So, in 2013, I had taken the 16personalities test and my type was ENFP. I logged into my Gmail account today and found the e-mail which I sent to myself. It was the test results. And I was like, woah I remember this, let's check it out!
I clearly remember that I was an ENFP type personality and I didn't have much time on the day I took the test, so I couldn't read my profile properly. I was just looking through my profile and not actually paying attention, you know what I mean? I had sent the link to myself to read it later, but then, I totally forgot about it.
So, today I found that e-mail lying around in my inbox and got redirected to the link. It says
1. I can't stand having routines, its too boring
2. I think that life is a big puzzle with the fragments being connected to each other through emotions and relations
3. I hate being told to do something in a certain way
4. I love adventure
5. I do not like strict hierarchies (A/N I can't believe I spelt that word...)
6. I am bright and open-minded
7. Everything I give should be given back to me and vice-versa
8. I do not like disappointing others
9. I have a large circle of friends
10. Choosing my career is a bit of a struggle for me
11. I hate to accept that we live in a world with bills to pay and work to deliverAnd guess what? Its all true. I was like, "Finally! I don't feel like a weirdo who can't choose her career! Yay!" This world comprises of 7% ENFP population. (That's actually a lot if you really think about it. Here's the deal - the world has 7 billion people aka 100% and it consists of 7% ENFP. We could make a whole country! And also, consider the other fifteen personalities) and to be honest, I have been quite unhappy for the past few... months actually.
You'd probably be like, "Pfft! You have shelter, food and water! Why ya unhappy, gurl?" Or like, "Just enjoy life!" NO. That's not how it freaking works. I have friends, teachers and a family. I do not want to disappoint them. So, you can pretty much guess what I actually go through. And its not easy for me to randomly wake up one morning and be like I'm just gonna stop caring about what people think and get over it!
Let me tell you the whole point of me telling you all this, school has been stressing me out lately, my parents don't look like they care about me ever since my sister was born cause she's been getting a lot of attention she's a two year-old baby for Pete's sake! Teachers think I have one subject to study and just go on piling up work for my evening time, the time in which I want to go outside and play, see my friends and practise my hobbies, but they feel like a monotonous time of the day, in which I do the exact opposite, because I do not want to disappoint my friends and family and do my best in academics. For this reason, I chose to go to classes like music and basketball so that I literally have to make time for it. And those hours are the best part of my day. And the list of things that I am unhappy with can go on and on.

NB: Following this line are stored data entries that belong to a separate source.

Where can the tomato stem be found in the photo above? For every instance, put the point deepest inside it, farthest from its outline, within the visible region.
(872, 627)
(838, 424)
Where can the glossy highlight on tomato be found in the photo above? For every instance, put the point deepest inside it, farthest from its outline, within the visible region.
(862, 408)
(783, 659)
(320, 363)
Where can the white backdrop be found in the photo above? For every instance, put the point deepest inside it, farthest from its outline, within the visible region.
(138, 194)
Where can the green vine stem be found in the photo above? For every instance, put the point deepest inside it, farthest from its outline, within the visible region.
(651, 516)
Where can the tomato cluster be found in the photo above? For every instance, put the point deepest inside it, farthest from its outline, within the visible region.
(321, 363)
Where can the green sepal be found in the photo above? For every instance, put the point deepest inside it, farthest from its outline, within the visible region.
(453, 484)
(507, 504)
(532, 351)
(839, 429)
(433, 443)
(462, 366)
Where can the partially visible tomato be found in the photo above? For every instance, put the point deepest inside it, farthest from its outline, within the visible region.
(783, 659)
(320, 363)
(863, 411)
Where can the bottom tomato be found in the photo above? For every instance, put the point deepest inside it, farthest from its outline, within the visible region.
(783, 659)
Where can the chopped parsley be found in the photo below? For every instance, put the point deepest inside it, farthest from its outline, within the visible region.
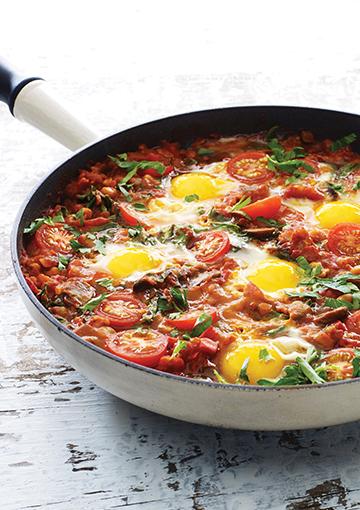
(179, 346)
(287, 161)
(191, 198)
(243, 202)
(93, 303)
(356, 363)
(76, 246)
(179, 297)
(205, 151)
(264, 355)
(47, 220)
(106, 282)
(139, 207)
(343, 142)
(132, 167)
(63, 261)
(201, 325)
(243, 376)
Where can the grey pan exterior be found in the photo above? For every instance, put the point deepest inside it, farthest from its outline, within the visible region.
(230, 406)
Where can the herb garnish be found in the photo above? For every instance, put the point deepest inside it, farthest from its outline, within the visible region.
(106, 282)
(201, 325)
(93, 303)
(191, 198)
(179, 346)
(76, 246)
(204, 151)
(343, 142)
(264, 355)
(133, 167)
(287, 161)
(243, 202)
(243, 371)
(179, 297)
(63, 261)
(47, 220)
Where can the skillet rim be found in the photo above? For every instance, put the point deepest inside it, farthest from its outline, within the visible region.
(16, 234)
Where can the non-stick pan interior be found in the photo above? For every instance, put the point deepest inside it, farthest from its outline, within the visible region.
(184, 129)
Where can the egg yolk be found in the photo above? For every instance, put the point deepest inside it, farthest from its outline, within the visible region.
(203, 185)
(262, 364)
(129, 261)
(273, 274)
(329, 215)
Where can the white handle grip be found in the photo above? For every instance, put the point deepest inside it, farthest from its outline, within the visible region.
(36, 105)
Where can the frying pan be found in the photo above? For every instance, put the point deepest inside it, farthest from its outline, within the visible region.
(198, 401)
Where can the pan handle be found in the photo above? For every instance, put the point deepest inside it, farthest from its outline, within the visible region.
(30, 100)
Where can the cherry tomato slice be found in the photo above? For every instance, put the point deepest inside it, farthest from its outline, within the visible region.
(212, 246)
(353, 322)
(344, 239)
(250, 167)
(145, 348)
(267, 207)
(154, 173)
(187, 321)
(121, 309)
(54, 238)
(130, 216)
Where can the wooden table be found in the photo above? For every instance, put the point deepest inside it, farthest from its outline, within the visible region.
(65, 443)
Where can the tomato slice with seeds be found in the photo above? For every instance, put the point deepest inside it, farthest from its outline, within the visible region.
(353, 323)
(212, 246)
(145, 348)
(267, 207)
(53, 237)
(187, 321)
(121, 309)
(344, 239)
(130, 216)
(250, 167)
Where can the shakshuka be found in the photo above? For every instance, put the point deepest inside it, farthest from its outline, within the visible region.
(234, 260)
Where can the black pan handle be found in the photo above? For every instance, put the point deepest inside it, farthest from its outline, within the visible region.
(30, 100)
(11, 83)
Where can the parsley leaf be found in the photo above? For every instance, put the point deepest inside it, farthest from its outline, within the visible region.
(191, 198)
(93, 303)
(106, 282)
(63, 261)
(343, 142)
(47, 220)
(264, 355)
(139, 207)
(243, 202)
(179, 346)
(180, 298)
(201, 325)
(76, 246)
(356, 363)
(275, 331)
(204, 151)
(243, 371)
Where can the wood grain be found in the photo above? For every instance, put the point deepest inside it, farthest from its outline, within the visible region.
(65, 443)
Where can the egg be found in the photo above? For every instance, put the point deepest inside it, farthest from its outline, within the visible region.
(340, 211)
(273, 274)
(133, 261)
(203, 185)
(232, 359)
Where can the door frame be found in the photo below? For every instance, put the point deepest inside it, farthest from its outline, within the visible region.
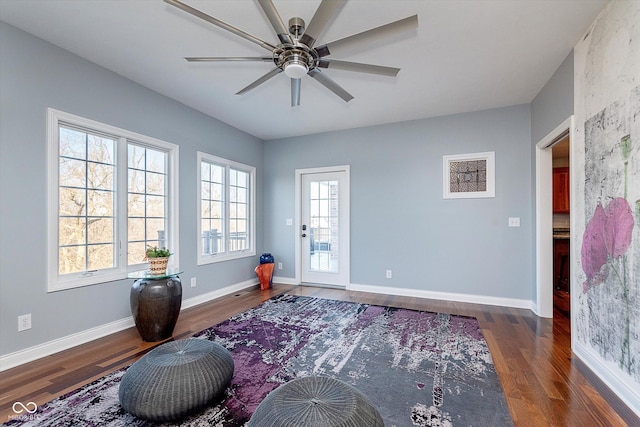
(346, 246)
(543, 306)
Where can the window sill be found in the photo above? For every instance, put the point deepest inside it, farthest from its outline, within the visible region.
(213, 259)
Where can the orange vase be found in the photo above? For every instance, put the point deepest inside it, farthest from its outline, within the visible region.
(264, 272)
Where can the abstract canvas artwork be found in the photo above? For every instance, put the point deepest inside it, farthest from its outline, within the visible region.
(606, 317)
(469, 175)
(609, 250)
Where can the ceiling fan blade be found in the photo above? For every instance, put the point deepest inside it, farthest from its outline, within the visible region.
(330, 84)
(358, 67)
(221, 24)
(369, 36)
(295, 92)
(226, 58)
(320, 21)
(261, 80)
(276, 21)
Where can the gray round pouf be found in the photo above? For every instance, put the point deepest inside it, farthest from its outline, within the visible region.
(176, 379)
(318, 402)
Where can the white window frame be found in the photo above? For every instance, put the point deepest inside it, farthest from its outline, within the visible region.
(57, 282)
(251, 223)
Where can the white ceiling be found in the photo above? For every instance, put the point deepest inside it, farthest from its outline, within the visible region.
(466, 55)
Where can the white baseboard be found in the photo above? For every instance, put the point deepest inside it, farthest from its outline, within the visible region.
(30, 354)
(626, 391)
(445, 296)
(285, 280)
(48, 348)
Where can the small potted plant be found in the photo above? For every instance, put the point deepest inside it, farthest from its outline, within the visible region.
(158, 259)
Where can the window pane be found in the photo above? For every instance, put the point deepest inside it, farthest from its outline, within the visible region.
(101, 231)
(155, 183)
(156, 161)
(72, 231)
(205, 190)
(72, 173)
(136, 205)
(101, 256)
(136, 181)
(135, 253)
(72, 202)
(206, 209)
(71, 259)
(136, 229)
(216, 191)
(155, 206)
(100, 149)
(72, 144)
(100, 203)
(155, 230)
(216, 210)
(100, 176)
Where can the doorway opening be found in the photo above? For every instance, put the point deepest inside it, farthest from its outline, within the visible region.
(546, 280)
(322, 219)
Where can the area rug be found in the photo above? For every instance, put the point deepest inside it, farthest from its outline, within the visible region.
(417, 368)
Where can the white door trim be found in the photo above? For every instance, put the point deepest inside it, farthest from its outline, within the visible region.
(544, 217)
(298, 216)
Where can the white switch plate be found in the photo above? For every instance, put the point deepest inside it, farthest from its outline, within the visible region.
(24, 322)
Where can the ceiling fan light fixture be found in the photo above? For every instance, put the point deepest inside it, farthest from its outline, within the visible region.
(295, 69)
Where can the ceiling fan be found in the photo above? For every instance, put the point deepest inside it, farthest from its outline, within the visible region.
(296, 54)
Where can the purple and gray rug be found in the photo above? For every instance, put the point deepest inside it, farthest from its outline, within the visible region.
(417, 368)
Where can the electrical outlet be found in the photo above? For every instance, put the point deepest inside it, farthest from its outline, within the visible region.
(24, 322)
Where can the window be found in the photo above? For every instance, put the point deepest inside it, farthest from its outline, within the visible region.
(111, 194)
(226, 205)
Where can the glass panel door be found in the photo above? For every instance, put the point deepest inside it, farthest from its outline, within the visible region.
(323, 210)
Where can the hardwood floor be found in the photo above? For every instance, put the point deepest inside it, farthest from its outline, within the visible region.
(543, 383)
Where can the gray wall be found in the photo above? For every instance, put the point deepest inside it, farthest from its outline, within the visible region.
(399, 219)
(35, 75)
(554, 103)
(552, 106)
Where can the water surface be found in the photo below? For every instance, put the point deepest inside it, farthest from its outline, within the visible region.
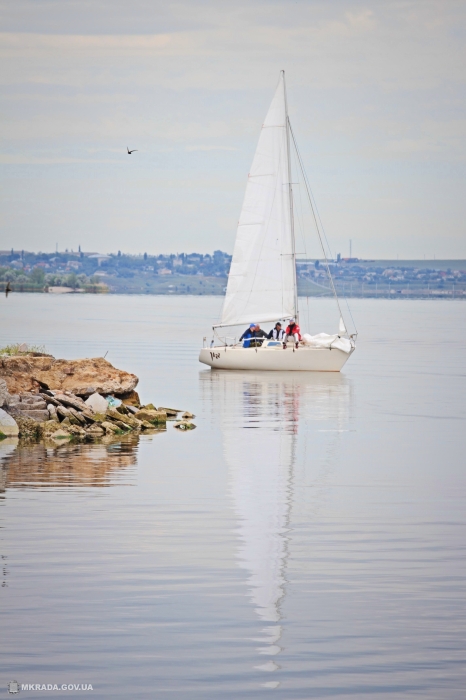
(306, 540)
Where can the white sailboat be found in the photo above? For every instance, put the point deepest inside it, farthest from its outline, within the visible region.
(262, 285)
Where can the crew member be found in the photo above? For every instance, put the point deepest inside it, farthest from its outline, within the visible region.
(277, 332)
(292, 331)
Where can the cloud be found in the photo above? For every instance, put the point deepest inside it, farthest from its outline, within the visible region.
(376, 94)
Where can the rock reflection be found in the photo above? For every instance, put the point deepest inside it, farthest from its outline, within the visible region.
(70, 465)
(261, 415)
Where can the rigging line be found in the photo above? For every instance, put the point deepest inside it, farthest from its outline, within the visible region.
(316, 222)
(266, 226)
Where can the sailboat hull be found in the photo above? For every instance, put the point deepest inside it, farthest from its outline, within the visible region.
(275, 359)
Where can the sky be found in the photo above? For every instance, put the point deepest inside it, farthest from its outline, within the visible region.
(376, 94)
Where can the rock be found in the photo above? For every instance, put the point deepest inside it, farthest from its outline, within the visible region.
(29, 428)
(36, 402)
(60, 435)
(151, 416)
(81, 377)
(77, 431)
(121, 426)
(8, 425)
(13, 399)
(77, 416)
(52, 412)
(49, 427)
(184, 425)
(109, 427)
(170, 411)
(131, 399)
(90, 417)
(3, 392)
(26, 411)
(128, 420)
(97, 403)
(95, 431)
(70, 401)
(145, 425)
(63, 412)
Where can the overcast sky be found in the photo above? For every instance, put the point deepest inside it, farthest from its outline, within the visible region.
(376, 94)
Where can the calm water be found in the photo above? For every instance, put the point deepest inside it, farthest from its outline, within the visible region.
(306, 541)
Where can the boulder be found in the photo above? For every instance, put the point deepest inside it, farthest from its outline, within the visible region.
(52, 411)
(60, 435)
(70, 401)
(49, 427)
(184, 425)
(29, 428)
(131, 398)
(95, 431)
(83, 377)
(97, 403)
(3, 392)
(26, 411)
(63, 412)
(151, 416)
(109, 427)
(127, 420)
(77, 431)
(120, 425)
(170, 411)
(8, 425)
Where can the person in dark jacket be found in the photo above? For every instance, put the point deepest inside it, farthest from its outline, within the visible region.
(254, 331)
(277, 332)
(248, 333)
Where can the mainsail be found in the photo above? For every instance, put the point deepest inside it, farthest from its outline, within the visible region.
(262, 281)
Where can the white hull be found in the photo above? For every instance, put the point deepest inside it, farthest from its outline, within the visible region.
(275, 359)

But what the heck makes the people around me think that its okay to make thousands of teenagers write stupid exams and use numbers to calculate their chance of getting into a college? What makes them think that tying me up to such a dumb education system is gonna give me a bright future? What makes my father think that I am not doing my best? (No, really, he hasn't been appreciating me very well, lately. He's just been talking nasty stuff about me) What makes people think that students are supposed to struggle all the time to get what they actually have to. What makes ME think that if I fail, everything is lost? What is making me this confused? Why do amazing people like -Think_inspiration- need to stop updating her stories to get into high school? Is it our thoughts or is it actually just how the world is supposed to be? Nah, I'll go for the first one.
But for one thing, I just want to finish school and be an adventurer. *wink, wink*
And also, lastly, I want an education system which allows everyone to do the things they like without worrying about grades and crap. The education system which allows you to actually be inspired and be happy and healthy. Not the education system which amazing people die because of.